He must have felt that the suggested tour of the house had strengthened his own moral position, in so much as the proposal was an admission of self-indulgence on the part of Erridge.
‘Bring some beer, Smith.’
‘The pale ale, m’lord?’
‘Yes, I think that is what it is. Whatever we usually drink on these occasions.’
Smith shook his head pessimistically, and went off again. Erridge and Quiggin settled down to further talk about the paper, a conversation leading in due course to more general topics, among these the aggressive foreign policy of Japan.
‘Of course I would dearly like to visit China and see for myself,’ Quiggin said.
It was a wish I had heard him express before. Possibly he hoped that Erridge would take him there.
‘It would be interesting,’ Erridge said. ‘I’d like to go myself.’
Soup was followed by sausages and mash with fried onions. The cooking was excellent. The meal ended with cheese and fruit. We left the table and moved back to the chairs round the fireplace at the other end of the room. Mona returned to the subject of her film career. We had begun to talk of some of the minor film stars of the period, when the sound of girls’ voices and laughter came from the passage outside. Then the door burst open, and two young women came boisterously into the room. There could be no doubt that they were two more of Erridge’s sisters. The elder, so it turned out, was Susan Tolland; the younger, Isobel. The atmosphere changed suddenly, violently. One became all at once aware of the delicious, sparkling proximity of young feminine beings. The room was transformed. They both began to speak at once, the elder one, Susan, finally making herself heard.

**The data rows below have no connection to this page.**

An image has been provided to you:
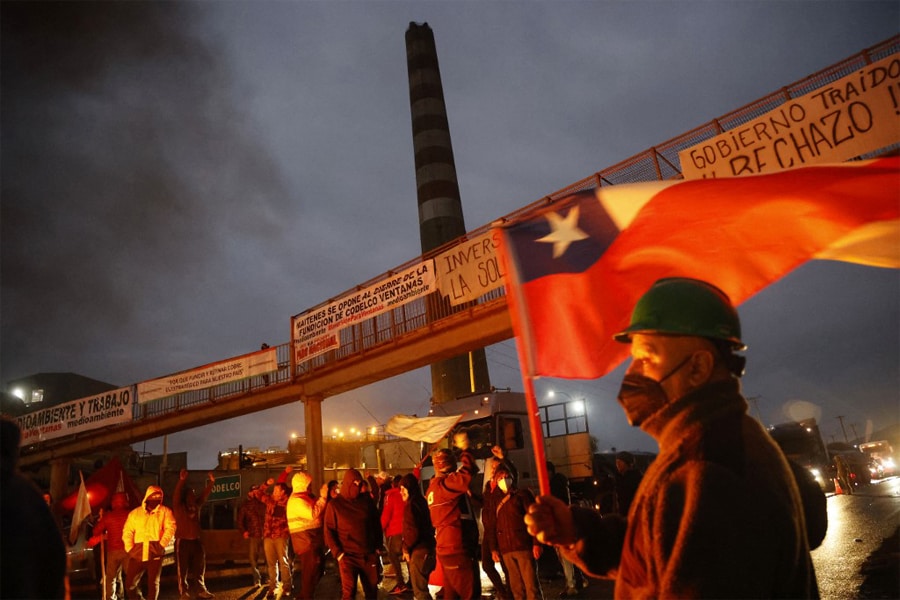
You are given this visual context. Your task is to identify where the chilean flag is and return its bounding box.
[503,156,900,379]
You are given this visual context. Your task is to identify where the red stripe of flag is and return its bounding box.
[503,157,900,379]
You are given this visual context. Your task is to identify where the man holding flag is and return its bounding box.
[526,278,819,598]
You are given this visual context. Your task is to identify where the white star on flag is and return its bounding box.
[537,206,590,258]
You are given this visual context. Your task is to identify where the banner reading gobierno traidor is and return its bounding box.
[678,53,900,179]
[16,386,134,446]
[291,259,435,362]
[137,348,278,404]
[434,229,503,306]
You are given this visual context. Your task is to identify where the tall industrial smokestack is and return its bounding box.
[406,23,491,403]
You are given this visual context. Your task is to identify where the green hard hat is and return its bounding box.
[613,277,745,350]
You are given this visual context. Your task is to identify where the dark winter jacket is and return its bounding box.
[481,483,506,552]
[400,475,435,554]
[324,469,382,558]
[425,455,478,556]
[572,380,819,598]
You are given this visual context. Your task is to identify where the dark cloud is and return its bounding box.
[2,2,292,383]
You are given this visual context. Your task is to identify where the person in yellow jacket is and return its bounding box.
[122,485,175,600]
[287,471,328,600]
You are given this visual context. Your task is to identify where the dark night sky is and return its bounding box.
[0,1,900,468]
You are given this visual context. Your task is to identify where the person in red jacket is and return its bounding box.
[381,475,409,596]
[400,473,436,600]
[425,448,480,600]
[324,469,383,600]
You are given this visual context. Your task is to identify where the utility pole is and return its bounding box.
[835,415,850,444]
[747,396,766,427]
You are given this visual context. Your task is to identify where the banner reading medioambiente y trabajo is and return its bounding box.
[291,259,435,362]
[678,53,900,179]
[16,386,134,445]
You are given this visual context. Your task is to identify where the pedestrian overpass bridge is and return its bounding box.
[20,36,900,488]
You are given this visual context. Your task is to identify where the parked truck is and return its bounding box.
[422,390,593,491]
[768,419,834,492]
[859,440,897,479]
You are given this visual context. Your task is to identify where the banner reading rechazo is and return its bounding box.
[678,54,900,179]
[16,387,134,445]
[291,260,435,362]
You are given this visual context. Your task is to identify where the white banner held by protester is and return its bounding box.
[434,230,503,306]
[69,471,91,544]
[384,415,462,444]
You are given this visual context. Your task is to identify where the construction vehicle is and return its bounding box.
[859,440,897,479]
[422,390,593,491]
[767,419,834,492]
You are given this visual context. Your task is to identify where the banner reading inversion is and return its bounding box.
[291,260,435,362]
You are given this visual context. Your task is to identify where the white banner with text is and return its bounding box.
[16,386,134,446]
[291,260,435,363]
[678,54,900,179]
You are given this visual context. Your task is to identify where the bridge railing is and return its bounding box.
[24,35,900,450]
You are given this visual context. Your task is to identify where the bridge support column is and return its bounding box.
[303,396,325,494]
[49,458,72,514]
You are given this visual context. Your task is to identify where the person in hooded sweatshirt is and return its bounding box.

‘Erry, we were passing the gates and really thought it would be too bad mannered not to drop in.’
Erridge rose, and kissed his sisters automatically, although not without some shade of warmth. Otherwise, he showed no great pleasure at seeing them; rather the reverse. I had by then become familiar with the Tolland physical type, to which Susan Tolland completely conformed. She was about twenty-five or twenty-six, less farouche, I judged, than her sister, Norah; less statuesque than Frederica, though resembling both of them. Tall and thin, all of them possessed a touch of that angularity of feature most apparent in Erridge himself: a conformadon that in him became a gauntness recalling Don Quixote. In the girls this inclination to severity of outline had been bred down, leaving only a liveliness of expression and underlying sense of melancholy: this last characteristic to some extent masked by a great pressure of high spirits, notably absent in Erridge. His eyes were brown, those of his sisters, deep blue.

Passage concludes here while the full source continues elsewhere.